Methods & Data We adopt a mixed-methods approach combining expert interviews and qualitative content analysis. First, we conduct interviews with domain experts to map the online ecosystem and identify key communicators. Next, we perform a qualitative content analysis of social media posts from prominent AFGfluencers, focusing on themes, narratives, and engagement patterns. Platforms under study include major social media networks where diaspora communication occurs. This approach allows for a comprehensive understanding of how digital interaction is structured within this community. Results
This research is ongoing, but preliminary work has mapped the main platforms and key influencers within the Afghanistan diaspora in Germany. Initial observations indicate active communication around cultural identity, migration experiences, and community issues. Analysis of content themes and engagement patterns is in progress, aiming to reveal how influencers connect members, shape narratives, and contribute to the formation of an online diaspora network.
Added Value
This study provides novel insights into an under-researched yet important digital community — the Afghanistan diaspora in Germany — enhancing understanding of online diaspora communication. By highlighting key actors, platforms, and narratives, it informs both academic research and policy discussions on integration, social cohesion, and misinformation mitigation. Methodologically, it demonstrates practical approaches for analyzing online communities, contributing to the broader field of digital social research. The findings have the potential to guide engagement with transnational publics and foster inclusive digital discourse.

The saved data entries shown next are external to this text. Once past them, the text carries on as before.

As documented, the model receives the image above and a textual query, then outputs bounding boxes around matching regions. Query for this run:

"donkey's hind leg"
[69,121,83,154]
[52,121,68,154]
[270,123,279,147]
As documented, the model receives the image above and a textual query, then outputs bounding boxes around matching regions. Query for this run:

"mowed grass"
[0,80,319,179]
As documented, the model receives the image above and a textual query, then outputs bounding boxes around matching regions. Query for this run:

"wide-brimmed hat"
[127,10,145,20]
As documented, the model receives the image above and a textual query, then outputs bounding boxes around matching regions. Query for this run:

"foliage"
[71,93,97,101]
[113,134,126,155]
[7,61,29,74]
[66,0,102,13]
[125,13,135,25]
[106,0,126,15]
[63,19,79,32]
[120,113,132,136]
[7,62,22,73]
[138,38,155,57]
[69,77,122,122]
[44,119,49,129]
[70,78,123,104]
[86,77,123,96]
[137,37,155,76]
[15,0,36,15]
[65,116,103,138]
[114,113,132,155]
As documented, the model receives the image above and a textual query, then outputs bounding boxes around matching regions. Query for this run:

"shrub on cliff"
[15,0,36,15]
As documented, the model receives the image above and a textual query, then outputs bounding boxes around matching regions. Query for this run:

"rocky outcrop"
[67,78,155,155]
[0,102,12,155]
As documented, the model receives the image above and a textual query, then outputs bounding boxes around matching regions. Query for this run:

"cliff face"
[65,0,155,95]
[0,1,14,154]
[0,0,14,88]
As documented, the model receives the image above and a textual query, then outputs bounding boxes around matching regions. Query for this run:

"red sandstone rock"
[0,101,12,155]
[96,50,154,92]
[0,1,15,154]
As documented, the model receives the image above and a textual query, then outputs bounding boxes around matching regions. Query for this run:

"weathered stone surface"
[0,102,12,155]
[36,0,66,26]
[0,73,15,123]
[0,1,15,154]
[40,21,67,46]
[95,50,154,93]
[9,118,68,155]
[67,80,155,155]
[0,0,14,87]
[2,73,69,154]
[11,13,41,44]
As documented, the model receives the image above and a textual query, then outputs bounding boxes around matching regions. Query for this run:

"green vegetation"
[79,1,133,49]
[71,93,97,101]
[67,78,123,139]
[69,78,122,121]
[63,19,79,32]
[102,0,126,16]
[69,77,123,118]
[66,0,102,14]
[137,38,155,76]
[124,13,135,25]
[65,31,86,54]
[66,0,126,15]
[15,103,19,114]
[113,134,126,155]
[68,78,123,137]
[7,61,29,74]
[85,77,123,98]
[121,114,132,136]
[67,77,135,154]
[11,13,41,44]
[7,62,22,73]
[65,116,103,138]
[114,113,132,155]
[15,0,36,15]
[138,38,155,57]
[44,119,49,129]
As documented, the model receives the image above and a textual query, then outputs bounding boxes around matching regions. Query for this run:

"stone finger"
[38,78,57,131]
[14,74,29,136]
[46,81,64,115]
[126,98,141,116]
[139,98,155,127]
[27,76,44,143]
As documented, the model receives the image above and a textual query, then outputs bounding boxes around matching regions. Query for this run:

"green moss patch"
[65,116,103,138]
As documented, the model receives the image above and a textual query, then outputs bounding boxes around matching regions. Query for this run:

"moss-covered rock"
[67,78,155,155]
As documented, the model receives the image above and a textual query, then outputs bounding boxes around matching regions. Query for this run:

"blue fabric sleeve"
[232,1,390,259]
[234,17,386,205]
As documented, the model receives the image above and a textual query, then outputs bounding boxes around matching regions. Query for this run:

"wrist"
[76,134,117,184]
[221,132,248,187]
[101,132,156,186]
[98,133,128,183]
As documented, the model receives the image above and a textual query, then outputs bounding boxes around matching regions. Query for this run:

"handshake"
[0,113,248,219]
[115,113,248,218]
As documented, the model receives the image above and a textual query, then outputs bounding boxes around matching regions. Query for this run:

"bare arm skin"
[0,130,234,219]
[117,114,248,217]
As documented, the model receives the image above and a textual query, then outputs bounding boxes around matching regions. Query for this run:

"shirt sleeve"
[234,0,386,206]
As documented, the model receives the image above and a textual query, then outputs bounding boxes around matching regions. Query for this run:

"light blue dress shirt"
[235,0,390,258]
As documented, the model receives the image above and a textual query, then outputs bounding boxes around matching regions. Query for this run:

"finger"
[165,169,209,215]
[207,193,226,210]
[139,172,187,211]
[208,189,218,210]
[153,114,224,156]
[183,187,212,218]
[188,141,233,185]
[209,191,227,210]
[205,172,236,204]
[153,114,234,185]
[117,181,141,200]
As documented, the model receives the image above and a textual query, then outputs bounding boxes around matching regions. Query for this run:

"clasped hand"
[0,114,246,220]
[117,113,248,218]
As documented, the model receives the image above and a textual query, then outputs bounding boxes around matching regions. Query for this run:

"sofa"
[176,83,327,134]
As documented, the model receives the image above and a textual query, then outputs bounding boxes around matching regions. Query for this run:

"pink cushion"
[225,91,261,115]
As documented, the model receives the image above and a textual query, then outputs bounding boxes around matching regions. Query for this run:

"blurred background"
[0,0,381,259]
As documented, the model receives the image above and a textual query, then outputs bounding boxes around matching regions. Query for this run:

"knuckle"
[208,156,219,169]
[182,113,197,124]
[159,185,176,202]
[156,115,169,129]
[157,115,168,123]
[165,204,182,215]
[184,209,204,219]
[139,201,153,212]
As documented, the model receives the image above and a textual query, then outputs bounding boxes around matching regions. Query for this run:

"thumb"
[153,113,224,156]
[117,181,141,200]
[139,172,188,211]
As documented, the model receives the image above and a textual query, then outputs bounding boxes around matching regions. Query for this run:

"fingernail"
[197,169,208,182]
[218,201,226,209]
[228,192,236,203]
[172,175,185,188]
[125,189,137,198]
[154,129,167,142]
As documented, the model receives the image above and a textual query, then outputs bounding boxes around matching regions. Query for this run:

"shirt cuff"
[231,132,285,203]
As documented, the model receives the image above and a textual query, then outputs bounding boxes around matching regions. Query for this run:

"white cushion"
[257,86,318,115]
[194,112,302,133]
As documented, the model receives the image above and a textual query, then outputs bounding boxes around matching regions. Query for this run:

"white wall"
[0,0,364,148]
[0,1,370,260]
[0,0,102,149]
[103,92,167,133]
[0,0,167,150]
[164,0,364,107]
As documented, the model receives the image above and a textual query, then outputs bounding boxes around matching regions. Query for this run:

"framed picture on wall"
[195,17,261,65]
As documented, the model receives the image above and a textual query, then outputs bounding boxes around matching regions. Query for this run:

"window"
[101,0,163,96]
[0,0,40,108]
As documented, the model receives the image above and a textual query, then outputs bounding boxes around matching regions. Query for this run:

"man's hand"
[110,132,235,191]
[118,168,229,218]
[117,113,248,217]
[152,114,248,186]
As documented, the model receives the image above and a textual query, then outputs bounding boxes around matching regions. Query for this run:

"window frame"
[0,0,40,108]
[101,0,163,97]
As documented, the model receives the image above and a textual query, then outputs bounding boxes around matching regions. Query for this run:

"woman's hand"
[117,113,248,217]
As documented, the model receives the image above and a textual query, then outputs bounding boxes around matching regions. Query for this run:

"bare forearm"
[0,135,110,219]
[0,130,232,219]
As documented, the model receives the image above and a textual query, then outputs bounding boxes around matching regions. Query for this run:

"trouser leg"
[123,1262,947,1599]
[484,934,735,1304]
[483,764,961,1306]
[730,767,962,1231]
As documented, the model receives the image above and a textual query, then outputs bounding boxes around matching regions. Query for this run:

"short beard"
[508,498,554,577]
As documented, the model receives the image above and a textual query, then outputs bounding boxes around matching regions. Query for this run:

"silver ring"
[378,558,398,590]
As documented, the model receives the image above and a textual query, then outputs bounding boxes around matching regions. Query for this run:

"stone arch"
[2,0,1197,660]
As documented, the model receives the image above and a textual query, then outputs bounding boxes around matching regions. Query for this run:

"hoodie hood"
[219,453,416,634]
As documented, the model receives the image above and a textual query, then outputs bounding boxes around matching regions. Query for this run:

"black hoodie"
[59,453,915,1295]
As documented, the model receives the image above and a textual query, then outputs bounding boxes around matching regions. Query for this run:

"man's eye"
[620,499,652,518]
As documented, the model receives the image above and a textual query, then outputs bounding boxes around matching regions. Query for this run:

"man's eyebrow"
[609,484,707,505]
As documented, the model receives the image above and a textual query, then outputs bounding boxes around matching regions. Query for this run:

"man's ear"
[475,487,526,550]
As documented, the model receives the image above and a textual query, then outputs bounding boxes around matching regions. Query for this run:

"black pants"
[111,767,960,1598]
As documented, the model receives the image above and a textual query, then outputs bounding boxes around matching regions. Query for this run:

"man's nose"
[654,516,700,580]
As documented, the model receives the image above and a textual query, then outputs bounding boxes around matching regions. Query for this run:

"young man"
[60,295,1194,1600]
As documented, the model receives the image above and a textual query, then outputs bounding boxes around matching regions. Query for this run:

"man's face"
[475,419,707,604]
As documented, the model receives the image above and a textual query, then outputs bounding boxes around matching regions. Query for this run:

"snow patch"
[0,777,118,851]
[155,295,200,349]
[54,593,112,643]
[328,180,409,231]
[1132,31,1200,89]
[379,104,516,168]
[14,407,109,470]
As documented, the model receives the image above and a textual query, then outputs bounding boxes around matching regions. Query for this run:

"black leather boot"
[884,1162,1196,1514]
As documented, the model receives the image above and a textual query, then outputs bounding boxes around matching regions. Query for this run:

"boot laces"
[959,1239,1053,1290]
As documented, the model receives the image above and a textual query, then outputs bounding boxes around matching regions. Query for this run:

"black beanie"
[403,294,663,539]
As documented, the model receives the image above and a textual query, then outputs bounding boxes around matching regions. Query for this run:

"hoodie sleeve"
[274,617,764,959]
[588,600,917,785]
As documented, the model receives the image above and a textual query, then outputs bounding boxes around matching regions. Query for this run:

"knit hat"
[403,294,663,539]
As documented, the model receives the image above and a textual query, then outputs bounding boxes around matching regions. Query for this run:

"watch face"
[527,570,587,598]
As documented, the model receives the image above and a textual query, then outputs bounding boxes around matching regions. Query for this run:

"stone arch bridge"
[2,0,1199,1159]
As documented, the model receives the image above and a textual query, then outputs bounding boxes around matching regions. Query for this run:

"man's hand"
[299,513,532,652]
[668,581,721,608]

Comparing Probability and Nonprobability Online Surveys: Data Quality and Fieldwork Processes
Emma Fössing1,2, Lukas Olbrich1, Stefan Zins1, Jörg Drechsler1,2,3
1Institute for Employment Research, Germany; 2Ludwig-Maximilians-Universität, Munich, Germany; 3University of Maryland, College Park, USA
Objectives - Which business question wanted the client to be answered? Online surveys based on nonprobability samples have become increasingly popular due to their cost efficiency and rapid fieldwork. However, nonprobability samples have a poor reputation regarding their data quality compared to probability-based samples. This study investigates the extent to which probability and nonprobability samples differ with regard to data quality. Method & Approaches & Innovation - How were the insights gathered? We conduct one self-administered online probability recruited via postal invitation letters and four nonprobability online surveys administered by commercial online-access panel providers. All surveys use an identical questionnaire. We compare the resulting datasets in terms of key statistical indicators of data quality such as the survey duration, passing or failing of an attention check and specific screen times for longer item texts. In addition, we compare operational aspects of the fieldwork process between probability and nonprobability samples. Results - What are striking and impactful insights? Preliminary findings indicate not only substantial differences between the probability and nonprobability datasets, but also among the nonprobability panels themselves. These differences highlight the methodological and practical challenges of relying on nonprobability data for inferential research. Impact - How did the project move the needle for the client? What was done differently afterwards? The study adds value by providing a systematic, multi-panel comparison of online survey methods covering a broad target population based on IAB administrative data and provides a strong data base for developing and testing statistical adjustment techniques to correct for biases.